4.4.4 Including musical training
A further challenge of modelling musical auditory scene analysis is the influence of individual differences on perception. In some cases, these even exceed musical training group definitions (Dean et al., 2014a). Research in musical training suggests that it is a prolonged and focused exposure to music that causes differences in perception between musicians and non-musicians (Fujioka et al., 2006, 2004; Habib & Besson, 2009; Micheyl et al., 2006), but only for domain-specific (i.e., musical) tasks (Bigand & Poulin-Charronnat, 2006; Carey et al., 2015). Those who receive Western musical training are also more likely to be exposed to and understand Western classical music, where non-musicians may have less exposure to this genre (though exposure is unlikely to be zero) and more to popular genres such as rock, pop or dance. Musicians will likely have been exposed to popular genres as well; it is difficult to avoid music in everyday life and individuals have probably been exposed to more genres than they realize.
90
Therefore, it is the relative contribution of each genre’s knowledge that will help define a listener’s background.

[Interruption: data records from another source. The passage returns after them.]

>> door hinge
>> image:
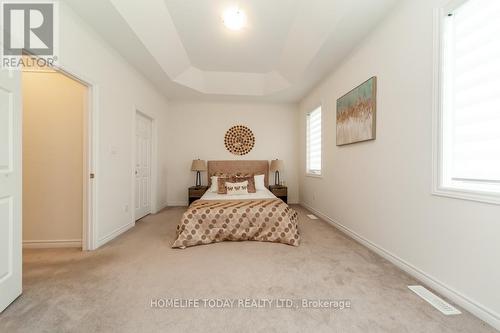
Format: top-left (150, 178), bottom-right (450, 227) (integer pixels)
top-left (90, 173), bottom-right (95, 179)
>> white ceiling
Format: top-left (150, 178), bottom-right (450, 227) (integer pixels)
top-left (63, 0), bottom-right (399, 102)
top-left (165, 0), bottom-right (302, 73)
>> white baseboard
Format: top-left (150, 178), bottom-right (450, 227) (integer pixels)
top-left (23, 239), bottom-right (82, 249)
top-left (300, 202), bottom-right (500, 331)
top-left (97, 222), bottom-right (135, 248)
top-left (157, 201), bottom-right (169, 211)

IDyOM has been shown to differentiate between jazz and classical music when trained on each of these specific genres of music (Hansen et al., 2016) by generating lower information content for music in the same genre it was trained on (see also van der Weij, Pearce, & Honing, 2017). This can theoretically be extended to simulate individual or groups of listeners’ musical backgrounds, including different cultures, where IDyOM’s long-term model can be trained on any chosen (currently restricted to monophonic) pieces of music. The choice of training material then becomes crucial as it influences the information content output of the core model, which informs melody selection. As melody selection is based on the highest average information content relative to other voices, the absolute IC value does not matter (i.e., higher IC for a lesser known genre will be higher for the entire piece of music, not just one voice); however, it is possible that highly idiomatic instrument-specific figures (e.g., violin arpeggiations) become well-learned and receive low information content, potentially low enough to push a melody into a non-melodic position according to the melody extraction module. This possible limitation should be explored in future research.